4. The project's API route conventions — how are server actions structured?
5. The existing environment variable setup — where are secrets stored?
Also review the Stripe Checkout documentation for server-side integration.
| Area | Finding | Impact |
|---|---|---|
| Cart state | Stored in Zustand (client-side) | Need to pass cart to server action, not read from store server-side |
| Supabase client | Uses createServerClient() in server components |
Follow same pattern for order creation |
| Auth | Uses Supabase Auth, getUser() from cookies |
Can link orders to user ID |
| API conventions | Server Actions in app/actions/ directory |
Place Stripe actions here |
| Env vars | .env.local for secrets, verified in next.config.js |
Add STRIPE_SECRET_KEY and STRIPE_WEBHOOK_SECRET |
The AI discovers that the cart uses client-side Zustand state — which means the server action can’t just read the cart from the store. The cart items need to be passed as a parameter to the checkout action.

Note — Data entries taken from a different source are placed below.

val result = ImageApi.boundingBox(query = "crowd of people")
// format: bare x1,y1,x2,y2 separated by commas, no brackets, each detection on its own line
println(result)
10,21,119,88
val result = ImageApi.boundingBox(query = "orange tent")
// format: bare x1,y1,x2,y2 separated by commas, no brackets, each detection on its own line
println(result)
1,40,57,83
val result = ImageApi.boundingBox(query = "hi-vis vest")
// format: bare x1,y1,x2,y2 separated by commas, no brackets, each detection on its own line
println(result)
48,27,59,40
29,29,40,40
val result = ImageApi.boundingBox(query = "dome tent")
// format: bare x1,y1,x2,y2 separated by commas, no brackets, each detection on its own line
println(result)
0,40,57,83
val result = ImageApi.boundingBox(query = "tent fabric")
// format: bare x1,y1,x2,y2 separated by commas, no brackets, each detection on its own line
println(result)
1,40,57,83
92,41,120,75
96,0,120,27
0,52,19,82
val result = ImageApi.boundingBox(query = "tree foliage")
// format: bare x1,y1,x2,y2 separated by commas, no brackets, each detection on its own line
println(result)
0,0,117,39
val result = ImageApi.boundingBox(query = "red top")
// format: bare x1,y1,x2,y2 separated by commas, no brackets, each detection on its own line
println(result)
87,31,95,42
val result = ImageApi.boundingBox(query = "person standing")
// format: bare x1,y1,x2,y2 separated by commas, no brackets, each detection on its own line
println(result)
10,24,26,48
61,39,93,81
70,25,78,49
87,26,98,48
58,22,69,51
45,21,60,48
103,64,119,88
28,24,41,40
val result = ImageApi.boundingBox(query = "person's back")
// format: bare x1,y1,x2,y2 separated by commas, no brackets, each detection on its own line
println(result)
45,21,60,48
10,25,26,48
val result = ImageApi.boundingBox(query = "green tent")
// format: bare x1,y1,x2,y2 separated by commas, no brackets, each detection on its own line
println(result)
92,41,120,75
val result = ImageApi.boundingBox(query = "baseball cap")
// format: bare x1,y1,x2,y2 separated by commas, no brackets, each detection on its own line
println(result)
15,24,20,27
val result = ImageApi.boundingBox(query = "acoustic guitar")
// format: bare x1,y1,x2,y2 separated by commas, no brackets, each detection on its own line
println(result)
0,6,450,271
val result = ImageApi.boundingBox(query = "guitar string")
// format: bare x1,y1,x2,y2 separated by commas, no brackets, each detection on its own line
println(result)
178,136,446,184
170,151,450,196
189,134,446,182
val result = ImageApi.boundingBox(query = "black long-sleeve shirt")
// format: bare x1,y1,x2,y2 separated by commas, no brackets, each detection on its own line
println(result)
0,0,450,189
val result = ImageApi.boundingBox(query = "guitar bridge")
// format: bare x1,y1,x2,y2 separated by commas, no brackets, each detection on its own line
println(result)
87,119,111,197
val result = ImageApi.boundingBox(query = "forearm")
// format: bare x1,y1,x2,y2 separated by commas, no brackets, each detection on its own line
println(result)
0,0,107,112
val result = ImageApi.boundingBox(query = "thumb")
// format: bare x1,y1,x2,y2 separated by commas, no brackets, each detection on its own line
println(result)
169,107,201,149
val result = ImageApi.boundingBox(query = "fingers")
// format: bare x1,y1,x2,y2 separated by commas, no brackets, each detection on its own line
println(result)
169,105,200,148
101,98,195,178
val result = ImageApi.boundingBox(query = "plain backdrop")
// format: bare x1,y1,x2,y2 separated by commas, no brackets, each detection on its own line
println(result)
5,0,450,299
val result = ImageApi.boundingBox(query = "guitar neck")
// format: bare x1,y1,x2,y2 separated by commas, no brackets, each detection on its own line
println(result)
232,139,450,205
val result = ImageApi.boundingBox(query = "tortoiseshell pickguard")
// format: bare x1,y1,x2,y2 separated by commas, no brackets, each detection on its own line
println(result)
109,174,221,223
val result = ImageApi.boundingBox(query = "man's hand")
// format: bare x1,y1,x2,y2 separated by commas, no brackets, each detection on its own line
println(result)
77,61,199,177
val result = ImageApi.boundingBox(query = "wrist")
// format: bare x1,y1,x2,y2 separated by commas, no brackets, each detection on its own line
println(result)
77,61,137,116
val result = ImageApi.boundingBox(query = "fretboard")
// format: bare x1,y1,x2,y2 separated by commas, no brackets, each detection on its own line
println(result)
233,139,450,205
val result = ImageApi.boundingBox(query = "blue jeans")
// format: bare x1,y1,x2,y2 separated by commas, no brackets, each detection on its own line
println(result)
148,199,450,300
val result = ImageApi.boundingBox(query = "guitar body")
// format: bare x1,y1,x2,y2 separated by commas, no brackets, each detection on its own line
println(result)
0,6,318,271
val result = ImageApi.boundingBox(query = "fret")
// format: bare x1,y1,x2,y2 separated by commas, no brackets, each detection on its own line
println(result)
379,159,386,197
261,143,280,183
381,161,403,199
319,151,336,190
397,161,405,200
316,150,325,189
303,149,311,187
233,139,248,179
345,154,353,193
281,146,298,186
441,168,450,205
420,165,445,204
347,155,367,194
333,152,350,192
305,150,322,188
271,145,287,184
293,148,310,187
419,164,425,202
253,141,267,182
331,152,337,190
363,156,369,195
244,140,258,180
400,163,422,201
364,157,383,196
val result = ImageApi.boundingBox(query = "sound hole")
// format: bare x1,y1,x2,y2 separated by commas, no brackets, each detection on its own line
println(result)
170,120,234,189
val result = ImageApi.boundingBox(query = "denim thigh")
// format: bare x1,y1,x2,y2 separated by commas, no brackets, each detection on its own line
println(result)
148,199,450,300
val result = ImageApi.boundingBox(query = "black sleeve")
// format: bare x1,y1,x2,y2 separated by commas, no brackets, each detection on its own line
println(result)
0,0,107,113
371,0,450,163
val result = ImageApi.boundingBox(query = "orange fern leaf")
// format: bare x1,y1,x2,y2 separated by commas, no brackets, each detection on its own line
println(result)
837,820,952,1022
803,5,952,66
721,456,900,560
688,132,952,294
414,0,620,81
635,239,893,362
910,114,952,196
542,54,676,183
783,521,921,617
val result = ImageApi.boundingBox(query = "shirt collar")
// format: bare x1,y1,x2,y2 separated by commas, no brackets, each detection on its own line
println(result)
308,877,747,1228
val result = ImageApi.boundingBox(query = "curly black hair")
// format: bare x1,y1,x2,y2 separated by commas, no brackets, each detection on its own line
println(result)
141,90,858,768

Without this phase, you’d have written a server action that tries to read from Zustand on the server side, gotten a cryptic error, and spent 45 minutes debugging.
Total time: 20 minutes of analysis. Saved: ~45 minutes of debugging.
- [x] Add Stripe dependencies (`stripe`, `@stripe/stripe-js`)
- [x] Create Supabase migration for `orders` table
- [x] Create server action: `createCheckoutSession`
- [x] Create webhook handler: `POST /api/webhooks/stripe`
- [x] Create checkout button component
- [x] Create order confirmation page
- [x] Add environment variables
- [x] Test happy path (successful payment)
- [x] Test edge case (payment failed/cancelled)
- [x] Test webhook signature verification
Decision 1: Cart validation
The AI suggests validating cart items server-side before creating the Stripe session:
// Don't trust client-side prices — re-fetch from database
const validatedItems = await Promise.all(
cartItems.map(item => db.query.products.findFirst({
where: eq(products.id, item.productId)
}))
);
You approve. This prevents price manipulation attacks.
Decision 2: Idempotency
The AI flags that Stripe webhooks can fire multiple times. It adds an idempotency check:
// Check if order already exists for this Stripe session
const existing = await db.query.orders.findFirst({
where: eq(orders.stripeSessionId, session.id)
});
if (existing) return; // Already processed
You approve. This prevents duplicate orders.
Total time: 2.5 hours.
Review the Stripe integration:
1. Security: Are we leaking any secrets? Is webhook signature verified?
2. Error handling: What happens if Stripe is down?
3. Edge cases: Abandoned carts, expired sessions, network timeouts
4. Performance: Are we making unnecessary API calls?
5. Code quality: Does it match existing patterns?
| Issue Found | Fix Applied |
|---|---|
| No error boundary on checkout page | Added error.tsx with retry button |
| Missing loading state during redirect | Added skeleton UI while Stripe loads |
| Webhook handler logs full session object | Reduced to logging session ID only (security) |
| No timeout on Stripe API calls | Added 10-second timeout with graceful fallback |
| Missing TypeScript types for order | Created types/order.ts with full type definitions |
# Test the full flow
npm run dev
# → Add items to cart
# → Click checkout
# → Complete payment with test card 4242 4242 4242 4242
# → Verify redirect to confirmation page
# → Check Supabase for order record
# → Verify webhook fired (Stripe dashboard)
Total time: 45 minutes.
| Phase | Time | Value |
|---|---|---|
| Plan | 15 min | Clear data flow, explicit scope (no subscription creep) |
| Understand | 20 min | Found Zustand/server mismatch — saved ~45 min of debugging |
| Develop | 2.5 hr | Clean implementation with security-first decisions |
| Optimize | 45 min | Fixed 5 issues that would have been production bugs |
| Total | ~4 hr | Production-ready payment system |
Without PUDO (estimated): 6–8 hours, at least 2 production bugs related to webhooks and cart state.
Key lesson: The Understand phase is where PUDO pays the biggest dividends on existing codebases. 20 minutes of analysis saves hours of debugging.